To answer both these questions we must first review the biblical account of Elijah the Prophet on Mount Carmel. Elijah, sorely vexed by the multitude of Israelites following the pagan god Baal, arranged for a contest in front of 600,000 Israelites, involving 450 prophets of Baal versus the lone Elijah, on top of Mount Carmel. The prophets of each arranged their respective altars; the Baalists prayed, danced, sang and slashed their skin to their idol – but received neither answer nor response. Elijah turned heavenward saying: “’Answer me O God, answer me’… and a fire from the Lord descended and consumed the whole burnt offering…The entire nation saw, fell on their faces and said, ‘The Lord He is God, the Lord He is God’…and they slaughtered the false prophets of Baal” (I Kings 18:37–40).
Tragically accurate is the response of Jezebel, wicked and idolatrous Queen of Israel, to Elijah: “At this time tomorrow I shall make your life like each of those [slaughtered prophets]” (ibid. 19:2). Why the next day, and not that very day? After all, the powerful and diabolical Queen Jezebel could just as easily have ordered an immediate execution for Elijah. But Jezebel understood that had she done so on the day of the miraculous occurrence, when Elijah was a national hero, she may well have faced an uprising. One day later, however, the miracle would have been forgotten, business would return to usual, and the wicked queen could do whatever she wanted to Elijah with impunity. Her words ring so true that Elijah flees to the desert and begs the Almighty to take his soul!
The Bible, as well as our own contemporary experiences, abound with supportive incidents to buttress Jezebel’s insight. Only three days after the miracle of the splitting of the Reed Sea, the freed slaves again complain about the bitter waters at Mara. Only 40 days after the revelation at Sinai, the Israelites worship the golden calf. And, the day after the miraculous Six Day War and the liberation of Jerusalem, the Jews in the Diaspora and in Israel largely returned to “business as usual.” Indeed, Moshe Dayan, when he first visited the Western Wall, kissed its stones with such visible emotion that a reporter asked if he had become a “born-again Jew.” Dayan responded: “I was not religious yesterday and I will not be religious tomorrow. But at this moment, no one in Israel is more religious than I.”

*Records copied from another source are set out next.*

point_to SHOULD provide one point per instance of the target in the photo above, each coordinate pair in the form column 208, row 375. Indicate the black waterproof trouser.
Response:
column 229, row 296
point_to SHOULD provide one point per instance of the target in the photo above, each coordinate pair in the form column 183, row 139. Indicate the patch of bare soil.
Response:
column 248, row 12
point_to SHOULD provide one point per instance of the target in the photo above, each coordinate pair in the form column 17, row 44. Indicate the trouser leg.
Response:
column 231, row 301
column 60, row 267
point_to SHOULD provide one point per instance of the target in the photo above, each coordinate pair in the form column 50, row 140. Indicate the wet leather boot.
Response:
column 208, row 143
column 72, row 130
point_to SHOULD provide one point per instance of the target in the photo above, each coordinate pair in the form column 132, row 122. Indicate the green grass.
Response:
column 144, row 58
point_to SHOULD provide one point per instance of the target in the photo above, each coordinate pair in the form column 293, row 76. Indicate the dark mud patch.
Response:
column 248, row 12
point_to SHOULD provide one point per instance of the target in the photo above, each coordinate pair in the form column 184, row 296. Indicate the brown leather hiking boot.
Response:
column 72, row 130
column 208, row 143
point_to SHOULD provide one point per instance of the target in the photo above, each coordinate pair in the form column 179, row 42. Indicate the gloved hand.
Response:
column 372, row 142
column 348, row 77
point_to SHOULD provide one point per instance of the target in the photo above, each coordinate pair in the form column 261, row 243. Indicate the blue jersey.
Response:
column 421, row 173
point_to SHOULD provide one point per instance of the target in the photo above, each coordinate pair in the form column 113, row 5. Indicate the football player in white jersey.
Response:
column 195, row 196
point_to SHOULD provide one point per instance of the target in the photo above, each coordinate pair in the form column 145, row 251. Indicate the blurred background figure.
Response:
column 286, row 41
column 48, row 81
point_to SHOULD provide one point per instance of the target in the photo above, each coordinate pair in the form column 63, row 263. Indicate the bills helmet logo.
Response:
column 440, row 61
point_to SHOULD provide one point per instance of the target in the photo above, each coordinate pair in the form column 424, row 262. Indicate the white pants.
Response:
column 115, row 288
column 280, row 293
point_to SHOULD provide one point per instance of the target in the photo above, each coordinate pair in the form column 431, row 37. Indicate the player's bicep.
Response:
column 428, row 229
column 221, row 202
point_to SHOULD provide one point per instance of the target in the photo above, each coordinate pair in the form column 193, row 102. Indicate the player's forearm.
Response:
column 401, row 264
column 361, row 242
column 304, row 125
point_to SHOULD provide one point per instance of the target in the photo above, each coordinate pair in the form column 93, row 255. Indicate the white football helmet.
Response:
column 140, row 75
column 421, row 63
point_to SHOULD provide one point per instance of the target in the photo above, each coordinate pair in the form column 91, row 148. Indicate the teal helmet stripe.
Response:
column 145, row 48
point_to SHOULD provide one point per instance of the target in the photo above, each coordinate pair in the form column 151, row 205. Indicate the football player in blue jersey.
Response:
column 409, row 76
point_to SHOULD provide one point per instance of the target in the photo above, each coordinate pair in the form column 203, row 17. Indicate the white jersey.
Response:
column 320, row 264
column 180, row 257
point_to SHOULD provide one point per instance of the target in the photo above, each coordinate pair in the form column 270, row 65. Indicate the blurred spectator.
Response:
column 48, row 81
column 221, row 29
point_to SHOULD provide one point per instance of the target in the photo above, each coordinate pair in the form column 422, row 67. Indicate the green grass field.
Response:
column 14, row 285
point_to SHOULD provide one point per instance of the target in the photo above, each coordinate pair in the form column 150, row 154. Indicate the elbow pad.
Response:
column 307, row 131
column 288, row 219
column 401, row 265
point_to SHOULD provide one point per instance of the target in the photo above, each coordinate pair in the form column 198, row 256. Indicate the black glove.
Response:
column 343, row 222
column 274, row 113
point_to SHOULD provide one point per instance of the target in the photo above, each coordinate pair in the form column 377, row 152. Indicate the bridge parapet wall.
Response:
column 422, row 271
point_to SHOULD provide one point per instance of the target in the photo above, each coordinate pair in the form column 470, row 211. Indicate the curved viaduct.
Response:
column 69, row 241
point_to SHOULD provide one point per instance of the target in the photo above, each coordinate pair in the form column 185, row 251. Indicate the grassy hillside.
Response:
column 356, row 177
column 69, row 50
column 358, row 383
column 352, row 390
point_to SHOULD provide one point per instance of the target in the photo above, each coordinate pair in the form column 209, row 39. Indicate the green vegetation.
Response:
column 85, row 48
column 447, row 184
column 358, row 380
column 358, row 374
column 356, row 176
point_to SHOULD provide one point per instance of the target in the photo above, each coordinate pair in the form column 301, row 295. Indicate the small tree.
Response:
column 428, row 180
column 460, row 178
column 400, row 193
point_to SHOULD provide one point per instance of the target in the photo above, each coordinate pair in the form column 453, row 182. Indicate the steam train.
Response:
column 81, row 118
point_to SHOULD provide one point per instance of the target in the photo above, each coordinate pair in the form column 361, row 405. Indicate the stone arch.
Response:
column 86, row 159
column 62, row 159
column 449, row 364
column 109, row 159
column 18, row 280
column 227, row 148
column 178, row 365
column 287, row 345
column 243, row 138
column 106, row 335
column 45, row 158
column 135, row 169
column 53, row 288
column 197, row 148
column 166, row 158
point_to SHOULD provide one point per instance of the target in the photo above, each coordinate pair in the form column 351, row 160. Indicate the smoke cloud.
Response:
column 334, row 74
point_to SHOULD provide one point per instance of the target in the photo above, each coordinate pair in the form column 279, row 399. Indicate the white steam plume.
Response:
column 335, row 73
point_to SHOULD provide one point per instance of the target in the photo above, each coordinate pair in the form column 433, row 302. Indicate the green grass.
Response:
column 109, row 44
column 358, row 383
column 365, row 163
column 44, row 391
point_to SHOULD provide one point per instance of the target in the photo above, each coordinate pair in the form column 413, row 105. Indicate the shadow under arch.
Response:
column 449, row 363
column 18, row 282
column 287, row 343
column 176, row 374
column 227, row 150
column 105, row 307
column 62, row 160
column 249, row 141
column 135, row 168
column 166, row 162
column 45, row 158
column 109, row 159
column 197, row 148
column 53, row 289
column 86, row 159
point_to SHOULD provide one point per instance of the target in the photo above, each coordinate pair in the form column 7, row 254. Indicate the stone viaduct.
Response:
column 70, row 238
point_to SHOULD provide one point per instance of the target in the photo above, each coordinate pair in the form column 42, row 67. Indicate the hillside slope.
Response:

This is how Rabbi Naftali Zvi Yehuda Berlin, famed 19th-century dean of the Volozhin Yeshiva, answered our questions. It is sadly not within the nature of most people to sustain our feelings of thanksgiving; we are generally only concerned with what God has done for us lately – today. We easily forget God’s many bounties of yesterday. The offering for thanksgiving must therefore be consumed on the very day it was brought – by the next day, the feelings of gratitude will have dissipated. Since the woman may not offer a Temple sacrifice after childbirth until the periods of her impurity and purity have passed – 40 days for a male child and 80 days for a female child – she cannot be expected to bring a thanksgiving offering such a long time after the birth. By then she may be so overwhelmed with caring for her offspring that the initial joy of birth may have been forgotten.